Perjanjian Kerja Bersama

Reaktor.co.id, Jakarta – Perjanjian Kerja Bersama (PKB) berperan penting dalam pengaturan hubungan industrial di tempat kerja. Lebih dari itu, PKB juga mampu menciptakan kenyamanan, kebahagiaan, dan kepuasan dalam bekerja.

Demikian dikemukakan Menteri Ketenagakerjaan, M. Hanif Dhakiri, dalam Penandatanganan Perjanjian Kerja Bersama (PKB) Periode 2019-2021 PT Toyota Motor Manufacturing Indonesia (TMMIN) dan PT Toyota Astra Motor (TAM) di Jakarta, Senin (16/9/2019).

“Perusahaan yang memiliki PKB itu 96% pekerjanya merasa puas. Ini artinya perusahaan dan serikat pekerja yang berhasil membuat PKB, itu sebagian besar pekerjanya merasa puas,” kata Hanif diansir laman resmi Kemnaker.

Menaker menyebutkan, rasa bahagia, nyaman, dan puas tersebut lahir karena adanya pengaturan yang jelas dalam PKB. Baik menyangkut hak dan kewajiban antara pekerja dan pengusaha, maupun pengaturan terkait penyelesaian perselisihan.

“Sehingga kenyamanan dalam bekerja, level of happiness mereka dalam bekerja juga meningkat. Ini karena diatur secara jelas dalam PKB di perusahaan,” katanya.

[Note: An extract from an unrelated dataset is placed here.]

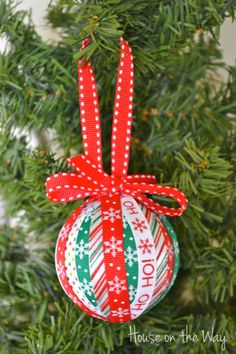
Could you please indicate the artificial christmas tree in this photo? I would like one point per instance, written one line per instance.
(183, 133)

Menaker menjelaskan, PKB juga berfungsi sebagai sarana atau alat hubungan industrial yang dapat dipegang ketika terjadi suatu perselisihan karena PKB dibuat atas kesepakatan kedua belah pihak (pengusaha dan SP/SB).

Menaker mengingatkan, dialog sosial jangan hanya dijadikan sebagai media komunikasi manakala ada perselisihan antar pihak saja.

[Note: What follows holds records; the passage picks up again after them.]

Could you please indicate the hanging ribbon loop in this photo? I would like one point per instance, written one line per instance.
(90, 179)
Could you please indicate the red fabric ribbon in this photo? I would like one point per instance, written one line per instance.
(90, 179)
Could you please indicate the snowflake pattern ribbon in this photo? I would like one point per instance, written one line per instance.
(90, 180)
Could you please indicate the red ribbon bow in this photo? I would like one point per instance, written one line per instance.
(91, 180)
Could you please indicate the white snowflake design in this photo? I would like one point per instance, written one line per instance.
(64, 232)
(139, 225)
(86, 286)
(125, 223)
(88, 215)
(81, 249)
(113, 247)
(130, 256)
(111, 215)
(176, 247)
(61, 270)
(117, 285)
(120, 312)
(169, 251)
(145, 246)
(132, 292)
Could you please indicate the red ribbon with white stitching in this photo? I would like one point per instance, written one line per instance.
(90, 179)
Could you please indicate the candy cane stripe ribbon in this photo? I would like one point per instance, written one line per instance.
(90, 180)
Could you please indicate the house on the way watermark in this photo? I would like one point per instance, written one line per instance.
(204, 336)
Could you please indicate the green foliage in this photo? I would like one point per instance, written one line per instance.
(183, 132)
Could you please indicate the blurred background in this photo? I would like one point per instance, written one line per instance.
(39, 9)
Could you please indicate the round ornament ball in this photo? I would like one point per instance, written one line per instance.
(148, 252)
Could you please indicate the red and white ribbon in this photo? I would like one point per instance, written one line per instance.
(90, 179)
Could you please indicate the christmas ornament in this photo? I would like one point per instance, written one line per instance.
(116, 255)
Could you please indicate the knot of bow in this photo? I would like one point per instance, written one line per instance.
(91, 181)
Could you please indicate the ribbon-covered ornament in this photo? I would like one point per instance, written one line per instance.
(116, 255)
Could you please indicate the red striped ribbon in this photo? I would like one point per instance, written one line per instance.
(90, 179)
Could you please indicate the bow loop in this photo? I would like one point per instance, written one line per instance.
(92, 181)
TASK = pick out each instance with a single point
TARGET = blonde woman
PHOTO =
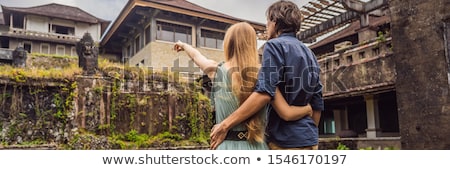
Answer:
(233, 81)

“Dialog sosial harus terus dilakukan secara intens dengan berbagai media dan sarana komunikasi, untuk memupuk hubungan industrial yang harmonis,” jelasnya.

Ketua Umum Serikat Pekerja PT Toyota Astra Motor, Dadang Sudarno, menyatakan, pembuatan PKB Antara Manajemen Perusahaan dan SP/SB PT TMMIN dan PT TAM periode kali ini telah diawali dengan diskusi mengenai penerapan PKB periode sebelumnya. Kemudian dilanjutkan dengan pembacaan kondisi ketenagakerjaan di masa depan.

Semua upaya tersebut, sebut Dadang, bertujuan untuk mendapat kondisi riil perusahaan dan pekerja, guna mewujudkan mutual understanding.

“Kami yakin dengan konsep ini kita akan menemukan solusi terbaik, untuk meningkatkan produktivitas perusahaan dan kebahagiaan pekerja,” ujarnya. (rml/kemnaker).*

Masa berlaku PKB paling lama 2 tahun, dan dapat diperpanjang paling lama 1 tahun dengan tertulis antara pengusaha dengan serikat pekerja. Perundingan untuk membuat PKB yang baru bisa dimulai paling cepat 3 bulan sebelum berakhirnya PKB yang sedang berlaku saat ini. Tetapi, jika perundingan tersebut tidak mencapai kesepakatan, PKB yang sedang berlaku saat ini tetap berlaku untuk paling lama 1 tahun.